Fair Division and Collective Welfare
The concept of fair division is as old as civil society itself. Aristotle's "equal treatment of equals" was the first step toward a formal definition of distributive fairness. The concept of collective welfare, more than two centuries old, is a pillar of modern economic analysis. Reflecting fifty years of research, this book examines the contribution of modern microeconomic thinking to distributive justice. Taking the modern axiomatic approach, it compares normative arguments of distributive justice and their relation to efficiency and collective welfare.
The book begins with the epistemological status of the axiomatic approach and the four classic principles of distributive justice: compensation, reward, exogenous rights, and fitness. It then presents the simple ideas of equal gains, equal losses, and proportional gains and losses. The book discusses three cardinal interpretations of collective welfare: Bentham's "utilitarian" proposal to maximize the sum of individual utilities, the Nash product, and the egalitarian leximin ordering.
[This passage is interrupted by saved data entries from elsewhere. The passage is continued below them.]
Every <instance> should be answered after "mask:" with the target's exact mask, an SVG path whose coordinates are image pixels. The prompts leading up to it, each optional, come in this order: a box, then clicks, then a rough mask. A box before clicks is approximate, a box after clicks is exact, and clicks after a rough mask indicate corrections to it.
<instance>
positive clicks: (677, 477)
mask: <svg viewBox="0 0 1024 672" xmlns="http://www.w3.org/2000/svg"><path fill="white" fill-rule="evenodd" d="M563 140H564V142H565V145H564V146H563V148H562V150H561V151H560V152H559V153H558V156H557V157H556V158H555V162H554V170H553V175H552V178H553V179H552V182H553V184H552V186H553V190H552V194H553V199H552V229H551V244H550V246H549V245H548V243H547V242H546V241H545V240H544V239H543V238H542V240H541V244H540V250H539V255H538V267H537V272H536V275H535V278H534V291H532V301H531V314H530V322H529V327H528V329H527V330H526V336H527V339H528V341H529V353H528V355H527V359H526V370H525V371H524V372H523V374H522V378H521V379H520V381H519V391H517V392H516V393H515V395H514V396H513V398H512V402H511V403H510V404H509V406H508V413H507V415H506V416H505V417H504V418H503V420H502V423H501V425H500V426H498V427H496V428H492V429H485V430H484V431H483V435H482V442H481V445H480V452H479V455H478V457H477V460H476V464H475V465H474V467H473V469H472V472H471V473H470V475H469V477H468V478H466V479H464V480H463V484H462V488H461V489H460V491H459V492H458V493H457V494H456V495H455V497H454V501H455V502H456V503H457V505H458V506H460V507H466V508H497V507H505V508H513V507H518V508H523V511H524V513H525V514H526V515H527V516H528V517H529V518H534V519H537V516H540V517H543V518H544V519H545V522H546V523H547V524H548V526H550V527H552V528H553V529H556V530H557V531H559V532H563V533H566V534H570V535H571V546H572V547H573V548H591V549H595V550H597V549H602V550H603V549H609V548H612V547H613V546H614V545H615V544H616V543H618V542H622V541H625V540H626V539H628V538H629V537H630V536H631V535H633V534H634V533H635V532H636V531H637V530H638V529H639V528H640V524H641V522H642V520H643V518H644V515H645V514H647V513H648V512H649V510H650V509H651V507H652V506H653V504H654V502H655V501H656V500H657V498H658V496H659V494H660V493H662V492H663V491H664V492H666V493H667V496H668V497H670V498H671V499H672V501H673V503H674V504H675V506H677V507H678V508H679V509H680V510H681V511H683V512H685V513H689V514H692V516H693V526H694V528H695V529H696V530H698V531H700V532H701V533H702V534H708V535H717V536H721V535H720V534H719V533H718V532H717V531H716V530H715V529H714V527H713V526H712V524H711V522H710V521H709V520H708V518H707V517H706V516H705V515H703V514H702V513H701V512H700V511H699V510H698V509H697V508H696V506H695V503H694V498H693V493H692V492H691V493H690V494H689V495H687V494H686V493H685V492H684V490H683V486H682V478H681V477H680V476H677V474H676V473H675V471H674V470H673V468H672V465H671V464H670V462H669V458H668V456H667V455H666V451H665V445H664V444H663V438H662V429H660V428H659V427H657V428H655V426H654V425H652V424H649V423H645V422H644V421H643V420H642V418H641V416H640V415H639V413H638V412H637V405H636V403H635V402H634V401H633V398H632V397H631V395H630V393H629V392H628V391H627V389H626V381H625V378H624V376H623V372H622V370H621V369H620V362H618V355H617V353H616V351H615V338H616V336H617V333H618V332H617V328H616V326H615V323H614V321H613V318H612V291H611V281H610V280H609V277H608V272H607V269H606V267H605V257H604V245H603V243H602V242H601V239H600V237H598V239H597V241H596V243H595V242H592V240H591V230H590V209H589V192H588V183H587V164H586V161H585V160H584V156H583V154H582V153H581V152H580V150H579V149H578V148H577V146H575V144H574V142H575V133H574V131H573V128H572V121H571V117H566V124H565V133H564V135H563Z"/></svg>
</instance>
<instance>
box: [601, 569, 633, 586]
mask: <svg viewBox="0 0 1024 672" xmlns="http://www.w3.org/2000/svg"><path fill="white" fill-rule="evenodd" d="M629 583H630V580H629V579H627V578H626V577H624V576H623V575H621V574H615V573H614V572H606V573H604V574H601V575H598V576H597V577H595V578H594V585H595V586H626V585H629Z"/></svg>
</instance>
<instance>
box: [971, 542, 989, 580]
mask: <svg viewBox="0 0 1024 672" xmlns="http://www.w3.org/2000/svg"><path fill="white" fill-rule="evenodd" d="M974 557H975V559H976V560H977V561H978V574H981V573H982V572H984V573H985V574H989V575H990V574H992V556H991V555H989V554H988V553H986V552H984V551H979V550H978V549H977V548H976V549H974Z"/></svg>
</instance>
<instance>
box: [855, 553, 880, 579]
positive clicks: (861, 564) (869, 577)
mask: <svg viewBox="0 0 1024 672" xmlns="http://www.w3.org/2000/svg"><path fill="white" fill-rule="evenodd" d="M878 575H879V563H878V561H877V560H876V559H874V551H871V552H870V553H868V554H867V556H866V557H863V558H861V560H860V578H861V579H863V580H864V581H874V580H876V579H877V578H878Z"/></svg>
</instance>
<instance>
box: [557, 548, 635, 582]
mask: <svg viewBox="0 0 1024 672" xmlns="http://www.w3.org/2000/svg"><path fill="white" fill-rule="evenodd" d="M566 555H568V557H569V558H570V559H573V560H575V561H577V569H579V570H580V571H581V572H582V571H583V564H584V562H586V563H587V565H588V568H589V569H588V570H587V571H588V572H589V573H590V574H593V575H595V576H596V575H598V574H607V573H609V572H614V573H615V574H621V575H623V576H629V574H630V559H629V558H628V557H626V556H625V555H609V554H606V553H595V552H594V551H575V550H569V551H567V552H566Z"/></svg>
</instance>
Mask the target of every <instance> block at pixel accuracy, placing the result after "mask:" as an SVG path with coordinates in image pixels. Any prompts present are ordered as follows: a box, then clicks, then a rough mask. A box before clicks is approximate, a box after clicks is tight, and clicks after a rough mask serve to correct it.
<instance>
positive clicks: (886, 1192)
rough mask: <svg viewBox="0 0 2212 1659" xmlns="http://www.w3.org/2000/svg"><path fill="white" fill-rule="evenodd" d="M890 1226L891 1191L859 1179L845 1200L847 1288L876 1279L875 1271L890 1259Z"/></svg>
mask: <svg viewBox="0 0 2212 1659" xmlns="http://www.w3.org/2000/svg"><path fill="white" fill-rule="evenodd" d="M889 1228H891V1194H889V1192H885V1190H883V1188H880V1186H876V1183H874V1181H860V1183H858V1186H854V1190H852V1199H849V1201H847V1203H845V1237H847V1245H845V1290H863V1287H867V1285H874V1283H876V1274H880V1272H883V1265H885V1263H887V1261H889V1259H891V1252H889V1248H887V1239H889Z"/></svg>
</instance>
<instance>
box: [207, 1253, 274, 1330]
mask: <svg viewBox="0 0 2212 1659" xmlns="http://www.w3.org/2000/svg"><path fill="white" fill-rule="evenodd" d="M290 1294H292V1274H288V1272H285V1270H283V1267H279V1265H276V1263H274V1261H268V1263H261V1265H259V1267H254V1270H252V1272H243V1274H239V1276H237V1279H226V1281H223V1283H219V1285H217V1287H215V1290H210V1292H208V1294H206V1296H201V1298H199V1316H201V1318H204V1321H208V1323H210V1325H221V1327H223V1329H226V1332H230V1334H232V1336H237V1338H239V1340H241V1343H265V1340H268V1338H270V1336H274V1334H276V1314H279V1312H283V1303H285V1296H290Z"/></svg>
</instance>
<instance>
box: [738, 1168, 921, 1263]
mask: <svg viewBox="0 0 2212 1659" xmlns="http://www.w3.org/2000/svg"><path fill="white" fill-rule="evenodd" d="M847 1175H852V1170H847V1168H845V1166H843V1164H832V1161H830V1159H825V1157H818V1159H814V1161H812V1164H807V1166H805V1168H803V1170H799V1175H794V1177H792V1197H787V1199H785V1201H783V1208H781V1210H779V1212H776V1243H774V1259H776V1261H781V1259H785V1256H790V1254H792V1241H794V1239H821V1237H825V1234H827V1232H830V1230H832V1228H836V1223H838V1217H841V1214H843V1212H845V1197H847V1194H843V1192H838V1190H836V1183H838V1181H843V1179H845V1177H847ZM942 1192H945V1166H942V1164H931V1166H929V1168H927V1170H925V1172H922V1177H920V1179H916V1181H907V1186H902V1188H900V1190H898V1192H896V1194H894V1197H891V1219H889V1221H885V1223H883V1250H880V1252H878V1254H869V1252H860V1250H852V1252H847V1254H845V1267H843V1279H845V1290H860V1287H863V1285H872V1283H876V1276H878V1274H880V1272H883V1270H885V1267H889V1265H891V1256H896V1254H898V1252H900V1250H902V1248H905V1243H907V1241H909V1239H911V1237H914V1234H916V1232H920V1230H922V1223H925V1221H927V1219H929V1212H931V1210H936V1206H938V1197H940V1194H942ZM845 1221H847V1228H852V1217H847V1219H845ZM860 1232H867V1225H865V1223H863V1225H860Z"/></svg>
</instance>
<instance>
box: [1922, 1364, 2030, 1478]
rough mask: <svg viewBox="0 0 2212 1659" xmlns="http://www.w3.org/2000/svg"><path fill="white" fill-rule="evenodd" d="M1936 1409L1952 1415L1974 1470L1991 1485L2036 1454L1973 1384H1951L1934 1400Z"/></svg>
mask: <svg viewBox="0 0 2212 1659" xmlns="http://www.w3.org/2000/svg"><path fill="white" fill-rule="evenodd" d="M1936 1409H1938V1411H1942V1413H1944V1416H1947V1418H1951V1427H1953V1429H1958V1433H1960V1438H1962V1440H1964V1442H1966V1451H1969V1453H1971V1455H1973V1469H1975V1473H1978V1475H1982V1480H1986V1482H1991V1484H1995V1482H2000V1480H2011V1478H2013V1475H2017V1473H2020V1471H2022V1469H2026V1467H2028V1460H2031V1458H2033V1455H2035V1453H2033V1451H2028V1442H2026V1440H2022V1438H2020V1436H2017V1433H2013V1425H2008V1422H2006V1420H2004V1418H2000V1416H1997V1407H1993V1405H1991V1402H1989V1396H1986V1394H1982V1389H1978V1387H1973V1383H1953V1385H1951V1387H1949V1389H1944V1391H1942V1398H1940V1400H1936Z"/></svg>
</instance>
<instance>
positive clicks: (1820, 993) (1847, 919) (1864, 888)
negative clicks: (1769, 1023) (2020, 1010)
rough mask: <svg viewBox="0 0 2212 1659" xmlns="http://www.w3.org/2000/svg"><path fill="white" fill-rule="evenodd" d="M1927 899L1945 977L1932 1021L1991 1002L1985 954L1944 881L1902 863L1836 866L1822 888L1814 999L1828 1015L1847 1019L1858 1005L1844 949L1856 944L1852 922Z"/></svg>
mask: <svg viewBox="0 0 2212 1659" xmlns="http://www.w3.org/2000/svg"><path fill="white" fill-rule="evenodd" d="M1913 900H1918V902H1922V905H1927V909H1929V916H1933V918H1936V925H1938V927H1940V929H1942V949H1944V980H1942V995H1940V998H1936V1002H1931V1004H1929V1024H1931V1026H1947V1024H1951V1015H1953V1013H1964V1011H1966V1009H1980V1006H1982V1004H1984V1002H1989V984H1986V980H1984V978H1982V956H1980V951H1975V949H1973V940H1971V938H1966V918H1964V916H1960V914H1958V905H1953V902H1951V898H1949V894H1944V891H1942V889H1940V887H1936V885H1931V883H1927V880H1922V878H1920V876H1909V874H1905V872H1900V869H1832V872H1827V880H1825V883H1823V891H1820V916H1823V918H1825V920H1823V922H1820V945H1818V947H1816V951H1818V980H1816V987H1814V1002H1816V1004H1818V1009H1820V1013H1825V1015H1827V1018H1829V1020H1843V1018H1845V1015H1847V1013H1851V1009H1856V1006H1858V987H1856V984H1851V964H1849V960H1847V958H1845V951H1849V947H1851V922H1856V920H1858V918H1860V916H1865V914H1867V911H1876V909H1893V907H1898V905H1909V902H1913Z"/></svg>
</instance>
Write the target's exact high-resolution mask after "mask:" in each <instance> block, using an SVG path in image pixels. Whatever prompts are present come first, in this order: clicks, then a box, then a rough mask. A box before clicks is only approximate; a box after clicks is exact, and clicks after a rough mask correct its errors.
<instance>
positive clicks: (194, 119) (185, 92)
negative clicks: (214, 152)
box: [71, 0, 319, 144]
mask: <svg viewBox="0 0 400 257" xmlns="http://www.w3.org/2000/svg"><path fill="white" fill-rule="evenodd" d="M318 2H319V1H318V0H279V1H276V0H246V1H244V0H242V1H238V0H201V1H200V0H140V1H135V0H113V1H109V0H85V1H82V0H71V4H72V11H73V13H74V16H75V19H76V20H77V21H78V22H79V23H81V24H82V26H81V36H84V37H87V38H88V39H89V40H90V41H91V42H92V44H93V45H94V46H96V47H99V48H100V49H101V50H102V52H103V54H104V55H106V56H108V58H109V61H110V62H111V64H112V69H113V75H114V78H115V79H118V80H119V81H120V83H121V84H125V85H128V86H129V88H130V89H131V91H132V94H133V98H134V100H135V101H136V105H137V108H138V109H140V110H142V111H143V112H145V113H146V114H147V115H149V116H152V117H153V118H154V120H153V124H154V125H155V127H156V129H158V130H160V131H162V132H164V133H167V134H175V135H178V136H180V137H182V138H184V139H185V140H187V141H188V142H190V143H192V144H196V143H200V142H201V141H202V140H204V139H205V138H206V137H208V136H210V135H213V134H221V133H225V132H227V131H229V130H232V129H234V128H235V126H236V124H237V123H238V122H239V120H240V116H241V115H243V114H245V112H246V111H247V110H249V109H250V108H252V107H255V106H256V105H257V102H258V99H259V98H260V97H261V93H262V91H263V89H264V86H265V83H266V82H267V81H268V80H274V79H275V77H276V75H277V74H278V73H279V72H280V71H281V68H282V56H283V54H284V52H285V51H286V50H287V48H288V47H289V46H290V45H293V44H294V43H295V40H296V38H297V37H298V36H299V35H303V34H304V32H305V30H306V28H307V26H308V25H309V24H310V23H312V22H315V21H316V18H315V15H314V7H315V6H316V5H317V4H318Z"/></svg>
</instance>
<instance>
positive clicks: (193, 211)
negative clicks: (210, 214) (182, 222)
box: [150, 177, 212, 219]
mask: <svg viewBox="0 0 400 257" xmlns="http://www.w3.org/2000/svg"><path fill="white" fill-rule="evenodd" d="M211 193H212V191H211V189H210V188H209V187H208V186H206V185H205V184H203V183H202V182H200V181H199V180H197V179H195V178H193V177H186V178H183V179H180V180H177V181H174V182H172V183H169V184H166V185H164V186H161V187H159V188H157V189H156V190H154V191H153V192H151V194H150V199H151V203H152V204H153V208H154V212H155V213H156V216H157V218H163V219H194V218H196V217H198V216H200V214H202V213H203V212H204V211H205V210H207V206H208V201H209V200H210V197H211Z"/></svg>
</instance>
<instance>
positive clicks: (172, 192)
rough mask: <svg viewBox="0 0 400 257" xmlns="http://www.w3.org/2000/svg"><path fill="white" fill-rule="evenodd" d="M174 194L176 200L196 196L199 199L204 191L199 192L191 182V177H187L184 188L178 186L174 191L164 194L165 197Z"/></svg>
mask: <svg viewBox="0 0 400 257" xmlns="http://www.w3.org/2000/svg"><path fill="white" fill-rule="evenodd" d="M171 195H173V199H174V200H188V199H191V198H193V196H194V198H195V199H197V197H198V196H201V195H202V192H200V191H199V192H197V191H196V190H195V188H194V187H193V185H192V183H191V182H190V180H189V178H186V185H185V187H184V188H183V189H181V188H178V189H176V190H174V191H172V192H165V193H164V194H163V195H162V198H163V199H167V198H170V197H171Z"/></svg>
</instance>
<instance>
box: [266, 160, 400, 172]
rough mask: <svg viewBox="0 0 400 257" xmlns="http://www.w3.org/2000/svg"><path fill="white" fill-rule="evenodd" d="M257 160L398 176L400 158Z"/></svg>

It also discusses the two main ordinal definitions of collective welfare: the majority relation and the Borda scoring method.
The Shapley value is the single most important contribution of game theory to distributive justice. A formula to divide jointly produced costs or benefits fairly, it is especially useful when the pattern of externalities renders useless the simple ideas of equality and proportionality. The book ends with two versatile methods for dividing commodities efficiently and fairly when only ordinal preferences matter: competitive equilibrium with equal incomes and egalitarian equivalence. The book contains a wealth of empirical examples and exercises.
About the Author
Hervé Moulin is George A. Peterkin Professor of Economics at Rice University.